• Effect of temperature and photoperiod on growth and reproductive development of goatsrue

      Patterson, D. T. (Society for Range Management, 1992-09-01)
      Goatsrue (Galega officinalis L.) was introduced into northern Utah from Europe as a potential forage crop in 1891. Subsequent testing indicated goatsrue was unpalatable and toxic to livestock. The test plots were abandoned, and goatsrue escaped to become established as a weed. Goatsrue now is targeted for eradication under the Federal Noxious Weed Act, and information about its environmental requirements and potential for further range expansion in the United States is needed. In controlled environment chambers, plants were grown for 89 days in 4 day/night temperature regimes. Goatsrue produced 88, 100, 57, and 86% of its maximum dry matter at 26/14, 26/22, 34/14, and 34/22 degrees C, respectively. Dry matter production was closely correlated with leaf area duration. When 20-day-old plants were transferred from a 12-hour photoperiod to longer photoperiods, flower buds appeared after 20, 26, and 69 days in photoperiods of 18, 16, and 14 hours, respectively.

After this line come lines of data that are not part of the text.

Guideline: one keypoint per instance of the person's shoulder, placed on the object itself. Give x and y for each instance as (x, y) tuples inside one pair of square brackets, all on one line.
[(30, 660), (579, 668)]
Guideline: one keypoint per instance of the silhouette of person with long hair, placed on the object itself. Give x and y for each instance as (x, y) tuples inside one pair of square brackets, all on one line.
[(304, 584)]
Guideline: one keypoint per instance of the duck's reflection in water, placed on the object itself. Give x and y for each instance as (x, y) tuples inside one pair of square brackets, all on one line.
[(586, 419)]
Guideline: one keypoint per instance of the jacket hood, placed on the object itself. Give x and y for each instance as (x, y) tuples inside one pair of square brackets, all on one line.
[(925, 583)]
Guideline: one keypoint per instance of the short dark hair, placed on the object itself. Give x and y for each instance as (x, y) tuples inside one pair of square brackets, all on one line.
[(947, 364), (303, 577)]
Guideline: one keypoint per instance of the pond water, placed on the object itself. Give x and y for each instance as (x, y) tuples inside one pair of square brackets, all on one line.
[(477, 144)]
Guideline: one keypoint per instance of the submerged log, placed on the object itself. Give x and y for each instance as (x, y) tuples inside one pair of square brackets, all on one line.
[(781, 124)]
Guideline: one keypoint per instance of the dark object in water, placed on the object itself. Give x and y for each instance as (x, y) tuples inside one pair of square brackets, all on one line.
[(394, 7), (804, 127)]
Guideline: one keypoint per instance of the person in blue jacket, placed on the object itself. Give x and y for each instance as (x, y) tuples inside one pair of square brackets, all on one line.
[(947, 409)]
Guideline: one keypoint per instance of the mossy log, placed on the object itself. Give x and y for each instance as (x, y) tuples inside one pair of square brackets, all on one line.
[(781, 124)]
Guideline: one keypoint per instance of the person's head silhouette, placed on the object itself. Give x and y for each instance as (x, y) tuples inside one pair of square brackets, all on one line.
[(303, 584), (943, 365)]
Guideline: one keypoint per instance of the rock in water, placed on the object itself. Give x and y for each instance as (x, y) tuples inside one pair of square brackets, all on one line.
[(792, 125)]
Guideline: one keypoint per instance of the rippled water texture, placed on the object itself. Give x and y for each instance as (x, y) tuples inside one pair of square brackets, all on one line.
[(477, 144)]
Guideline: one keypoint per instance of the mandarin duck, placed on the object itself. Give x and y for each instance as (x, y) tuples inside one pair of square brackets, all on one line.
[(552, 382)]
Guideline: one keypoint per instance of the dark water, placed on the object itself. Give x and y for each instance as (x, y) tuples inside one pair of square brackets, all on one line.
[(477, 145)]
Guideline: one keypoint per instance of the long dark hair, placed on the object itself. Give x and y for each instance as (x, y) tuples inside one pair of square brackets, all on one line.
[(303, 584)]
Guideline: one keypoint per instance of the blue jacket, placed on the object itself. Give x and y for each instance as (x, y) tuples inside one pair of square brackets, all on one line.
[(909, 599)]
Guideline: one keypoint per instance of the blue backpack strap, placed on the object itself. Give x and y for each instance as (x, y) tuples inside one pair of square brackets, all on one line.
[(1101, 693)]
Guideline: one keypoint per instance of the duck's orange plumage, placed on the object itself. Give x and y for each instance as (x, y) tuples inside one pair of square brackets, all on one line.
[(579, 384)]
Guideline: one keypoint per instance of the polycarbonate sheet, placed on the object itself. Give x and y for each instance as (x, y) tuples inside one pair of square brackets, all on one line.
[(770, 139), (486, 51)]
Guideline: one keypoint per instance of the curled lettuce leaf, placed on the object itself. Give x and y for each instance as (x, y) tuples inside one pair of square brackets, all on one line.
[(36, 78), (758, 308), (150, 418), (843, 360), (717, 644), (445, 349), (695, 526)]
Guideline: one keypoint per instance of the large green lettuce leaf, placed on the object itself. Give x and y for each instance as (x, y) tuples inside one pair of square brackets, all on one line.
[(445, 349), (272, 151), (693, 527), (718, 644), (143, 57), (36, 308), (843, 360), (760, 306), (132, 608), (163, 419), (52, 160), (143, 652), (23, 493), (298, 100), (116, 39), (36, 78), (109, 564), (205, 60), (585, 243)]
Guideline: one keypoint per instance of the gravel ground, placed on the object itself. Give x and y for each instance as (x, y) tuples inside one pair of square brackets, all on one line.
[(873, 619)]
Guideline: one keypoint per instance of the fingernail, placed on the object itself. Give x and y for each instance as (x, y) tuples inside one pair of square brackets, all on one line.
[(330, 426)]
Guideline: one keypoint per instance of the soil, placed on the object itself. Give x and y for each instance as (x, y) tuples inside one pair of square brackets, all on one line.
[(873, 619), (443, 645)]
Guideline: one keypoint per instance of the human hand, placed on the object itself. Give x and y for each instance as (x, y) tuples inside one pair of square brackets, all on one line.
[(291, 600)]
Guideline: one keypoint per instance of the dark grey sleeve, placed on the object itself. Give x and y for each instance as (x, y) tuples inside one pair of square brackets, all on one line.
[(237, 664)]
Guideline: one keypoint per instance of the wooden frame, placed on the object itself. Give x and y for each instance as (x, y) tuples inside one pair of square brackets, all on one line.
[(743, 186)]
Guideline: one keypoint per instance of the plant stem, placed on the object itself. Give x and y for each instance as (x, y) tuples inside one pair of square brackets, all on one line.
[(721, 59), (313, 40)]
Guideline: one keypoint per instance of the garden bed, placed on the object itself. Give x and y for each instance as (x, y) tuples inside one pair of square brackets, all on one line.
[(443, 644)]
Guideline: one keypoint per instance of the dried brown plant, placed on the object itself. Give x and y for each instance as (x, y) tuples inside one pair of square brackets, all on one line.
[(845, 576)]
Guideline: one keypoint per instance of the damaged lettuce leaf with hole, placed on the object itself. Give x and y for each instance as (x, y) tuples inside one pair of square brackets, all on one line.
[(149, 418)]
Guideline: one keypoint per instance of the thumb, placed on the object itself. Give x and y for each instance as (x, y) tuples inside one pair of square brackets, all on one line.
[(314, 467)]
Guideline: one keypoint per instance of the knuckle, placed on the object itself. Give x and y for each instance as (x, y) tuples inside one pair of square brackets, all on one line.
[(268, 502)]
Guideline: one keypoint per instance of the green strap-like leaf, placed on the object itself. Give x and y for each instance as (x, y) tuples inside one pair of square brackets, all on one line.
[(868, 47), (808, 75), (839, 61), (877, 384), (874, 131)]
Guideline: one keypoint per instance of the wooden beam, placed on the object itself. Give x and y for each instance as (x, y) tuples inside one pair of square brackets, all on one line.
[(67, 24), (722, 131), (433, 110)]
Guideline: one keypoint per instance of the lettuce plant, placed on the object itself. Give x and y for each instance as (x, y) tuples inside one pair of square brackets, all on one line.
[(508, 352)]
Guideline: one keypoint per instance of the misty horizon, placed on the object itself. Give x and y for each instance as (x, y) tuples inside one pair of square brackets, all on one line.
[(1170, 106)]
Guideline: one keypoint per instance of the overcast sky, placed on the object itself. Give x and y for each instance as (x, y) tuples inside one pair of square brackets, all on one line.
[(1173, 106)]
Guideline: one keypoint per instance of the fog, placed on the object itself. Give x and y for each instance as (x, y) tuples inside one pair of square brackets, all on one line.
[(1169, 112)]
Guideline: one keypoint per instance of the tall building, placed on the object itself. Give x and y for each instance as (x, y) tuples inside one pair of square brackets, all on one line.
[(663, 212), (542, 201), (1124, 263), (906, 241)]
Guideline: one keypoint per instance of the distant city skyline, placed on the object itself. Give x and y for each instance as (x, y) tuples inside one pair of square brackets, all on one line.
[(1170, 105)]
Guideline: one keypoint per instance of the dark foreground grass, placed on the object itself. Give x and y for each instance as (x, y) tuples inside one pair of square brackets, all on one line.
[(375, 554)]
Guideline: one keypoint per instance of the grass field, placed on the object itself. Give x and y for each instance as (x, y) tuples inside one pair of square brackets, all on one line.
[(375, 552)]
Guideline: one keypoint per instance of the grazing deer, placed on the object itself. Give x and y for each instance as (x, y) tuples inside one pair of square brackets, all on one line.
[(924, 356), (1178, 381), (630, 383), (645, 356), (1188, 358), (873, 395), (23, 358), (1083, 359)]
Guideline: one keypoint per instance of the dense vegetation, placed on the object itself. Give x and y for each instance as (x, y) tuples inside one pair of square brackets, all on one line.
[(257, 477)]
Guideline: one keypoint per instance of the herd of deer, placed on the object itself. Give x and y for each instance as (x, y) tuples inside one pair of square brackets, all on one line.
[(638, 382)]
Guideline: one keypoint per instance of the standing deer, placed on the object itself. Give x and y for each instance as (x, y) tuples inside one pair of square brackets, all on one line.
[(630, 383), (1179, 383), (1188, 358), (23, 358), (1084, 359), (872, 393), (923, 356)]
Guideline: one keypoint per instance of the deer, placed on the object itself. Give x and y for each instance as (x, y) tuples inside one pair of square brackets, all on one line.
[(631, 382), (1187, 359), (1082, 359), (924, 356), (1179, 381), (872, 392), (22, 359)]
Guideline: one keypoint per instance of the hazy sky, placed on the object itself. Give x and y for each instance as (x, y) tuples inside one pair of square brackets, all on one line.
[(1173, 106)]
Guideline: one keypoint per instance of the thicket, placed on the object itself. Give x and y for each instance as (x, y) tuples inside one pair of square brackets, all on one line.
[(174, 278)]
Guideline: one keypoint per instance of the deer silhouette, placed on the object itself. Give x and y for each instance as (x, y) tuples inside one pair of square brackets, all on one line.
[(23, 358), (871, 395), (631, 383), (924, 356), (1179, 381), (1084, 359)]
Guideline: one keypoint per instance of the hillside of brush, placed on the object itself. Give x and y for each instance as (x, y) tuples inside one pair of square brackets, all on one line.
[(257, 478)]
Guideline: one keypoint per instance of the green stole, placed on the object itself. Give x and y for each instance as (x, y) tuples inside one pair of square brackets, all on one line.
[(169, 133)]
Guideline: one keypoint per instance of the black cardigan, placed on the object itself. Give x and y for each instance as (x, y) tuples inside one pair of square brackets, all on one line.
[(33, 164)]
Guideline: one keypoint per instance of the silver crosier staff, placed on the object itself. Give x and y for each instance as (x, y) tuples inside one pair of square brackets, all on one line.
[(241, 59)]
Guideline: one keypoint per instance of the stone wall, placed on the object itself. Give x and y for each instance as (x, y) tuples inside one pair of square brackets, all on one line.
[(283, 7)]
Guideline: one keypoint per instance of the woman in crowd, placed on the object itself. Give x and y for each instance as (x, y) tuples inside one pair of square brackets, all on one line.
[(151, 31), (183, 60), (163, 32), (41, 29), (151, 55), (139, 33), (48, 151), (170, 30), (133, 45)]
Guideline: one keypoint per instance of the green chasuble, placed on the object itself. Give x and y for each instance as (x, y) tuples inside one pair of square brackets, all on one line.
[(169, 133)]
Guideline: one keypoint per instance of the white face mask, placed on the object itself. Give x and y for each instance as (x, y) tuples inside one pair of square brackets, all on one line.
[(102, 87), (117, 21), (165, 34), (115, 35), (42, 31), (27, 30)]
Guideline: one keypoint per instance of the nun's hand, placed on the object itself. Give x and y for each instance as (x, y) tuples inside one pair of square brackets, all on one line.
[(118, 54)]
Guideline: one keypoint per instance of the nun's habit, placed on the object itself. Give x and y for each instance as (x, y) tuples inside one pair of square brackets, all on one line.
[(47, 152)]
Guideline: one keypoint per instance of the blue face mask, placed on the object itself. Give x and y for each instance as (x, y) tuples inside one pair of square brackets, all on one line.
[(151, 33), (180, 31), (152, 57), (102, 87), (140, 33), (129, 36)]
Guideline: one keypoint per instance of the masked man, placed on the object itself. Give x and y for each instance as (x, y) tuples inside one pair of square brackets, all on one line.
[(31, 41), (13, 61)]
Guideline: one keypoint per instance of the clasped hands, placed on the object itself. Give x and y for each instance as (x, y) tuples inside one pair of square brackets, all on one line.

Plants in these longer photoperiods subsequently flowered and produced fruit, but no reproductive development occurred after 130 days in the 12-hour photoperiod. Goatsrue is not well-adapted to the large diurnal variation in temperature typical of summer conditions in the Intermountain region of the United States. Temperature conditions in the Midwest or South would be more favorable to its growth.